Um die Verschmutzung der Nordsee zu reduzieren, wurde auf der Nordseeministerkonferenz 2002 beschlossen, ein System aus verbindlichen ökologischen Qualitätszielen (Ecological Quality Objectives = EcoQOs) einzuführen. Im Rahmen der internationalen Fulmar Litter EcoQO-Studie wurde von 2002 bis 2004 untersucht, ob die Mageninhalte von Eissturmvogel-Spülsaumfunden ein geeigneter Indikator für die Plastikmüllbelastung der Nordsee sind. Der Indikator wurde für die internationale Implementierung dieses EcoQOs weiterentwickelt (van Franeker et al. 2005). Abschließend wurde als Zielwert (EcoQO) empfohlen: "Weniger als 10 % der Eissturmvögel sollten 0,1 g oder mehr Plastikmüll im Magen haben; innerhalb einer Stichprobe von 50-100 Eissturmvogel-Spülsaumfunden für jede von 5 verschiedenen Nordseeregionen über einen Zeitraum von mindestens 5 Jahren."

Das Projekt wird international koordiniert durch das Institute for Marine Resources and Ecosystem Studies (IMARES) in den Niederlanden. Für den niederländischen Teil der Nordsee liegen bereits Langzeitdaten vor, an denen sich deutliche Trends in der Plastikmüllbelastung erkennen lassen (vgl. van Franeker & The SNS Fulmar Study Group 2011, van Franeker et al. 2011). Für die gesamte Nordsee berechnet, haben aktuell 95% der Eissturmvögel Plastikmüll im Magen und 60% überschreiten den kritischen 0,1 g EcoQO-Zielwert. Der durchschnittliche Mageninhalt enthält 30 Plastikpartikel, die 0,33 g wiegen (van Franeker & The SNS Fulmar Study Group 2011).
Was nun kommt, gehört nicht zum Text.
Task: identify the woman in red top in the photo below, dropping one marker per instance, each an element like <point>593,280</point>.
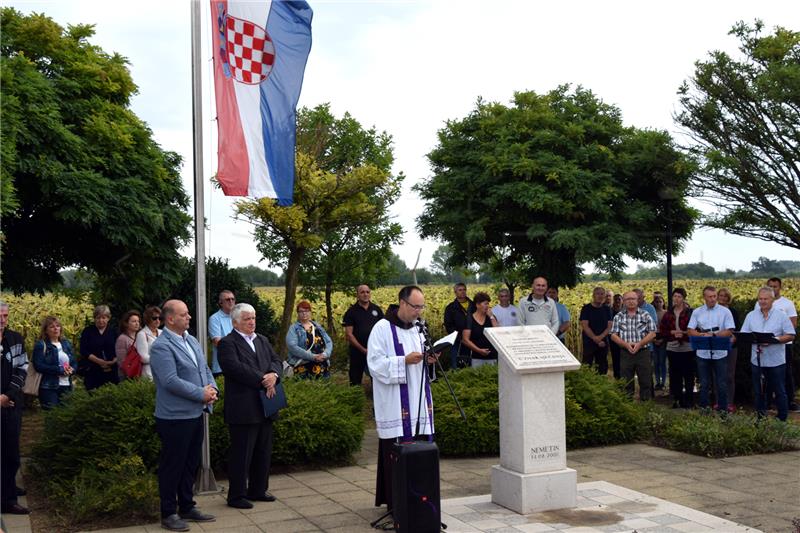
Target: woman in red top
<point>673,328</point>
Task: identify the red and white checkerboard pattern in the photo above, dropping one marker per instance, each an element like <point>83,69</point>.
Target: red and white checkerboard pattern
<point>251,53</point>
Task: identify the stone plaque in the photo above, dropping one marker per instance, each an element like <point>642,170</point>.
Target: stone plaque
<point>531,349</point>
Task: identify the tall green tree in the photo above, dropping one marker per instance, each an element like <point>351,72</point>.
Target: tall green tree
<point>743,114</point>
<point>551,182</point>
<point>343,189</point>
<point>84,183</point>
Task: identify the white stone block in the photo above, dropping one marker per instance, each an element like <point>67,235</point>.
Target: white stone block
<point>531,493</point>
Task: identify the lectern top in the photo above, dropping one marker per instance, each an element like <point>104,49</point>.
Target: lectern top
<point>531,349</point>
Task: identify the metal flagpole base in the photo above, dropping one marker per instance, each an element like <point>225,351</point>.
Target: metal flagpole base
<point>205,482</point>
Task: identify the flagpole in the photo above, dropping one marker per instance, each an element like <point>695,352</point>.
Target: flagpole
<point>205,481</point>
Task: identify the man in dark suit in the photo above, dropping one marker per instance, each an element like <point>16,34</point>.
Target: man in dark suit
<point>251,368</point>
<point>184,389</point>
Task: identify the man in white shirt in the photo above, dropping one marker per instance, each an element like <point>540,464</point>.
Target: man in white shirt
<point>537,309</point>
<point>394,355</point>
<point>784,304</point>
<point>712,320</point>
<point>506,313</point>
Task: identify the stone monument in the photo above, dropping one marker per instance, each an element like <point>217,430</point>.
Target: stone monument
<point>532,475</point>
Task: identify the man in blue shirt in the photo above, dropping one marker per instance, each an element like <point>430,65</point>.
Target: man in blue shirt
<point>219,325</point>
<point>712,320</point>
<point>184,389</point>
<point>769,360</point>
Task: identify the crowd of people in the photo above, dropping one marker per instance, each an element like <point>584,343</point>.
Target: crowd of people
<point>652,345</point>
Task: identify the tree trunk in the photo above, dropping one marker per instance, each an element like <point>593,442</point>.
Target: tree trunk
<point>290,292</point>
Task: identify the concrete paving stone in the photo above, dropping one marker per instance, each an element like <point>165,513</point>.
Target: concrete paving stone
<point>486,525</point>
<point>639,523</point>
<point>291,526</point>
<point>283,482</point>
<point>666,492</point>
<point>352,528</point>
<point>352,495</point>
<point>322,509</point>
<point>228,521</point>
<point>315,477</point>
<point>266,517</point>
<point>328,521</point>
<point>211,528</point>
<point>534,528</point>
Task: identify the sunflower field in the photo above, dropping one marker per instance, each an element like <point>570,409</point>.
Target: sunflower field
<point>27,311</point>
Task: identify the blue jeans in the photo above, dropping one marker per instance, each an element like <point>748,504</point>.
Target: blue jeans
<point>775,377</point>
<point>719,368</point>
<point>660,363</point>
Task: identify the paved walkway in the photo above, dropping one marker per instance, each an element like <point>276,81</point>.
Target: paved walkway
<point>762,492</point>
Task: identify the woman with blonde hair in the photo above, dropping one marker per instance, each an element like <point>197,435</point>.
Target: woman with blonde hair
<point>146,336</point>
<point>54,360</point>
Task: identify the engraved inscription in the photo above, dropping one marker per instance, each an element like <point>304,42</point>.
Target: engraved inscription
<point>541,453</point>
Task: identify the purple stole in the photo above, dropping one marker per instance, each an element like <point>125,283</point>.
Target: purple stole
<point>404,403</point>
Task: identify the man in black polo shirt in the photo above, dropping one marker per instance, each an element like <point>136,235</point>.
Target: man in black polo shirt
<point>596,322</point>
<point>358,323</point>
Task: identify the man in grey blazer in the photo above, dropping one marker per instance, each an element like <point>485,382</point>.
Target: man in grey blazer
<point>252,369</point>
<point>184,389</point>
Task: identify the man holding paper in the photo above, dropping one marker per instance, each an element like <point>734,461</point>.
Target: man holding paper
<point>769,359</point>
<point>252,370</point>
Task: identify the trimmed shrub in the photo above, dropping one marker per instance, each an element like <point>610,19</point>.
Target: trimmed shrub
<point>598,413</point>
<point>710,435</point>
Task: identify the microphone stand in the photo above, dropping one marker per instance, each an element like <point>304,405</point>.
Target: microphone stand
<point>422,326</point>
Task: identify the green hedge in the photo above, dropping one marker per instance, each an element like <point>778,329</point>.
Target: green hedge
<point>597,412</point>
<point>710,435</point>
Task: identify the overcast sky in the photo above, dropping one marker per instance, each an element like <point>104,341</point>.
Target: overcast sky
<point>406,67</point>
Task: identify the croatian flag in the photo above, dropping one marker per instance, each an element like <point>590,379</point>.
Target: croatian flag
<point>260,53</point>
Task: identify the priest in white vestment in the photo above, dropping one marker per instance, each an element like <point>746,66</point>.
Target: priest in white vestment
<point>394,356</point>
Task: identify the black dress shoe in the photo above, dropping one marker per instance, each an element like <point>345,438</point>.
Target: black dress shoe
<point>194,515</point>
<point>15,508</point>
<point>240,503</point>
<point>266,497</point>
<point>174,523</point>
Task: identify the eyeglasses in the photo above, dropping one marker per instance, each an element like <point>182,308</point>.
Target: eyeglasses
<point>416,307</point>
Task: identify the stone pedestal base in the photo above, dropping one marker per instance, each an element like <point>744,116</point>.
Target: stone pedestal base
<point>531,493</point>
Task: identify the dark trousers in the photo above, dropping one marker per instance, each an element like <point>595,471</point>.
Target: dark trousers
<point>9,453</point>
<point>181,445</point>
<point>639,364</point>
<point>713,371</point>
<point>358,367</point>
<point>681,377</point>
<point>595,355</point>
<point>49,398</point>
<point>615,356</point>
<point>776,381</point>
<point>249,459</point>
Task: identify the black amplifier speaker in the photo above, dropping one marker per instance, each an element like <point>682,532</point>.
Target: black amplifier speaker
<point>415,487</point>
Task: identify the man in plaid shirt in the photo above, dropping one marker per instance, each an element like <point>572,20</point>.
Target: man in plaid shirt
<point>633,330</point>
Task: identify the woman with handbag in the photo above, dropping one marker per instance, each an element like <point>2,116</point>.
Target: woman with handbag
<point>481,350</point>
<point>54,360</point>
<point>309,346</point>
<point>147,336</point>
<point>98,364</point>
<point>129,327</point>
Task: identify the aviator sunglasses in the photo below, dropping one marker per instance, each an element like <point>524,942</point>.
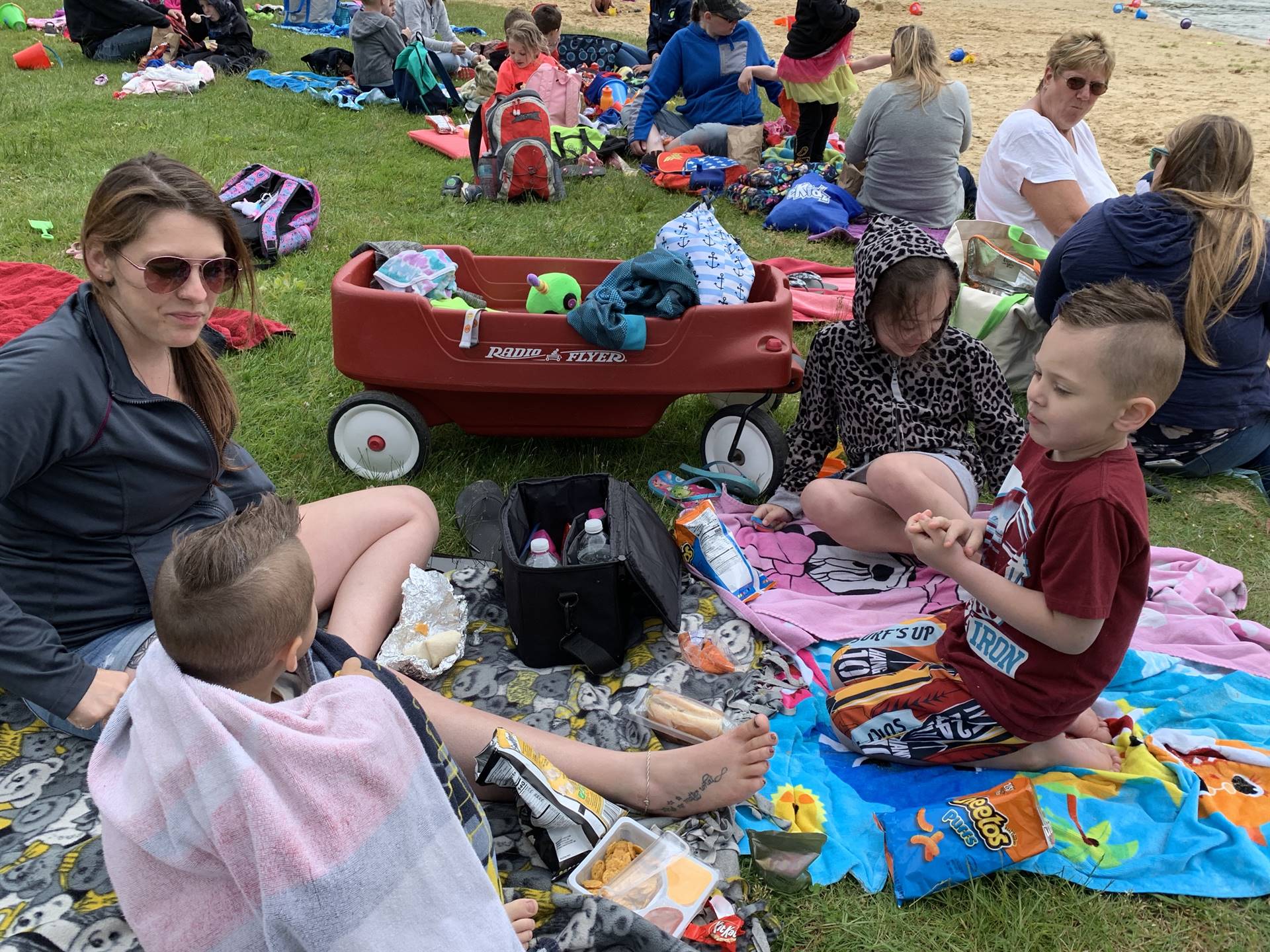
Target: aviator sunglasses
<point>1078,83</point>
<point>167,273</point>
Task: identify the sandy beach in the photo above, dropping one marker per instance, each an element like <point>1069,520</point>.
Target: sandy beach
<point>1164,74</point>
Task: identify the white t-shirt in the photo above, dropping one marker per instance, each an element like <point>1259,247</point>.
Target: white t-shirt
<point>1028,146</point>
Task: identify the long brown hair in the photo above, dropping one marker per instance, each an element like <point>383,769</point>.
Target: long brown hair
<point>916,60</point>
<point>120,211</point>
<point>1209,171</point>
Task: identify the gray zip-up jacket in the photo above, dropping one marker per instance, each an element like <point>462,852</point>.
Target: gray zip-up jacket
<point>427,20</point>
<point>95,476</point>
<point>376,44</point>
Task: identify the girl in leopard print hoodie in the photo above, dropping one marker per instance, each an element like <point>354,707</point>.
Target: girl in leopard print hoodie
<point>902,391</point>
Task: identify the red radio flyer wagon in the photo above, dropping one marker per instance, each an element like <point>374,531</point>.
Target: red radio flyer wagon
<point>531,375</point>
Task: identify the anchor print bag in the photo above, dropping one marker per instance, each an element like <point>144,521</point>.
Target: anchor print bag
<point>723,270</point>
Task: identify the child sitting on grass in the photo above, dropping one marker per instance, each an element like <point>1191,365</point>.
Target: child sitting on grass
<point>901,390</point>
<point>526,51</point>
<point>1007,680</point>
<point>376,42</point>
<point>244,808</point>
<point>549,20</point>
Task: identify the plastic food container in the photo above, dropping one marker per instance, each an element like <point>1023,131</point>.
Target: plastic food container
<point>677,717</point>
<point>666,884</point>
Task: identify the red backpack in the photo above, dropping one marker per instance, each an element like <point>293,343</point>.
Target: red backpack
<point>519,159</point>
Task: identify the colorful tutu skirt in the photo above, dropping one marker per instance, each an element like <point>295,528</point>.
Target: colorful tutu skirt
<point>826,78</point>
Im Rahmen weiterführender Vorhaben soll geprüft werden, ob das OSPAR EcoQO, Masse von Plastikmüllteilen in Eissturmvogelmägen' sich als Indikator für den "Guten Erhaltungszustand" (Good Environmental Status, GES) nach der Meeresstrategie-Rahmenrichtlinie (MSRL) eignet. Dabei soll untersucht werden, ob das OSPAR Fulmar Litter EcoQO als Indikator 10.2.1 "Trends von Mengen und Zusammensetzung von Müll, der von Meerestieren verschluckt wird (z.B. Magenuntersuchungen)" für die Überwachung und Bewertung der Belastung des Lebens im Meer durch Abfälle geeignet ist.

Nationaler Rahmen und Koordination

Das deutsche Plastikmüll-Monitoring anhand von Eissturmvogelmageninhalten wurde 2002 gestartet. Die Koordination des deutschen Beitrags und die Untersuchung der Eissturmvögel wird durch das Forschungs- und Technologiezentrum Westküste (FTZ) der Universität Kiel wahrgenommen. Die Sammlung der Eissturmvogelspülsaumfunde an der deutschen Nordseeküste erfolgt durch ein großes Netzwerk aus hauptamtlichen und ehrenamtlichen Unterstützern. FTZ Mitarbeiterinne und Mitarbeiter  nehmen regelmäßig an Arbeitstreffen zum Erfahrungsaustausch teil, die von IMARES organisiert und finanziert werden.

Forschungsabteilung:

Mitarbeiterinnen und MItarbeiter:

  • Dr. Nils Guse
  • Dr. Nele Markones

 

Partner:

  • Institute for Marine Resources and Ecosystem Studies (IMARES), Niederlande

 

Der deutsche Beitrag wird von Mitarbeiterinnen und Mitarbeitern der folgenden Institutionen, Behörden und Verbände unterstützt:

  • Landesbetrieb für Küstenschutz, Nationalpark und Meeresschutz Schleswig-Holstein (LKN-SH)
  • Schutzstation Wattenmeer e.V.
  • Der Mellumrat e.V.
  • Niedersächsischer Landesbetrieb für Wasserwirtschaft, Küsten- und Naturschutz (NLWKN)
  • Seehundstation Nationalpark-Haus Norden-Norddeich
  • Nationalpark-Haus Wangerooge
  • Landesmuseum Natur und Mensch Oldenburg
  • Öömrang Ferian e.V.
  • Naturschutzbund Deutschland e.V.
  • Verein Jordsand e.V.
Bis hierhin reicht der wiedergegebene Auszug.